We only looked at three forms of NSSI, and it is possible that the vague wording of the “scratching” item is the reason why this behaviour was seemingly less related to suicidality. We expected pain to be an important element of what might make some NSSI behaviours especially worrying. That we did not find this is likely because of weaknesses in the way we measured it - we asked about pain experienced during NSSI more generally (rather than pain associated with particular behaviours), and it is probably difficult to provide an accurate rating of pain you’re not experiencing in the present moment.

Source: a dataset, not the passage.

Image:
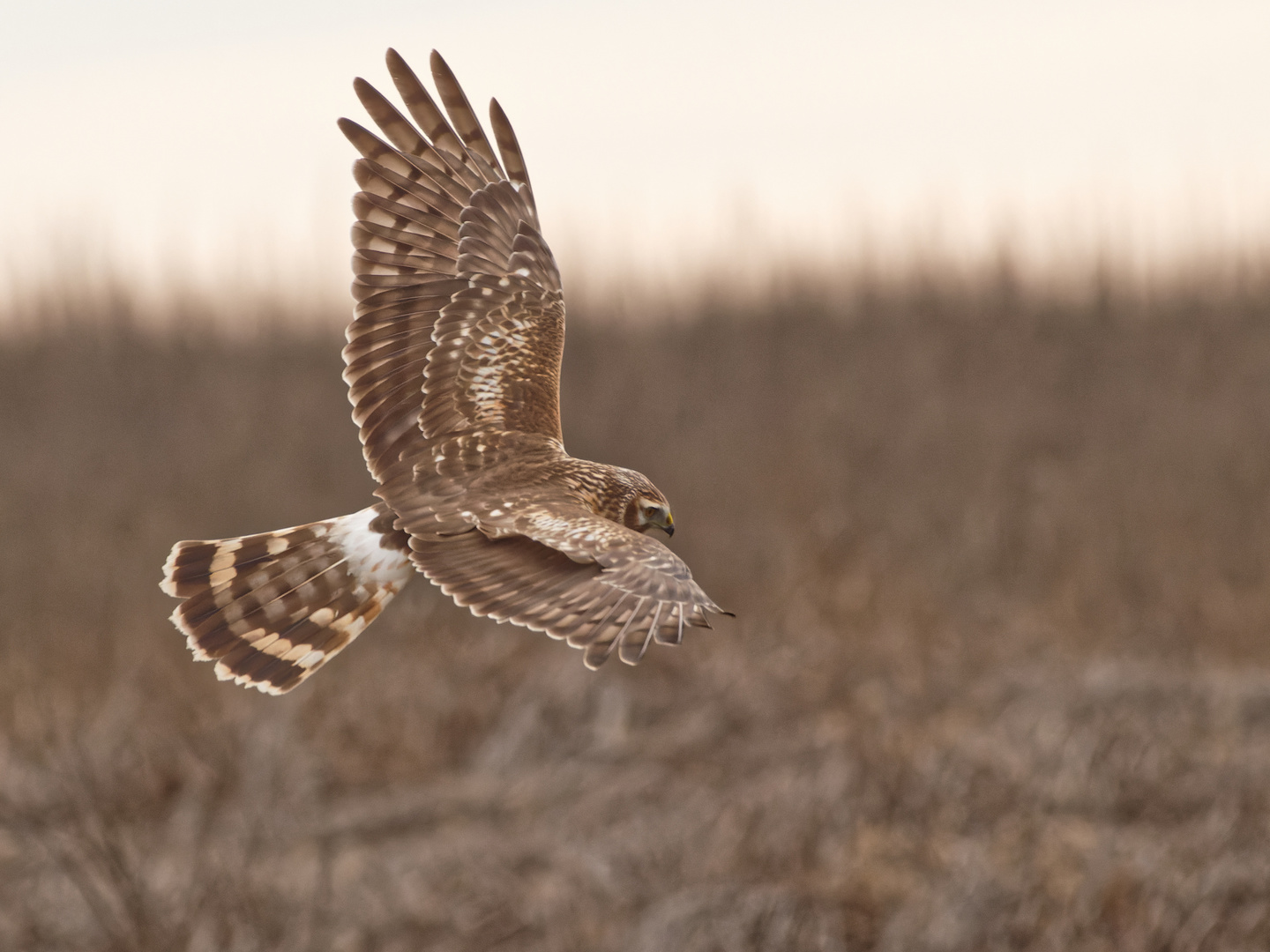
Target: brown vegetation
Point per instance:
(1000, 678)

In general, we were forced to use psychological questionnaires which weren’t designed with autistic people in mind, so these may not have worked totally as expected.
Our comparison between autistic and non-autistic people was limited because our non-autistic group were significantly younger (approx. 21 years old, while autistic participants were on average in their early 40s). This means we were not fully ‘comparing like with like’: other differences between the two groups, such as their age, might be the reason why autistic people, for instance, had lower fear of death.
Our autistic group was predominantly white, mainly female, and nearly all participants were diagnosed as adults. That means the findings might not be true for autistic people diagnosed as children; autistic people of colour; autistic cisgender men, as well as trans men, trans women, and people with other minority sex or gender identities. Autistic people with intellectual (learning) disabilities were also not represented.
How will these findings help autistic adults now or in the future?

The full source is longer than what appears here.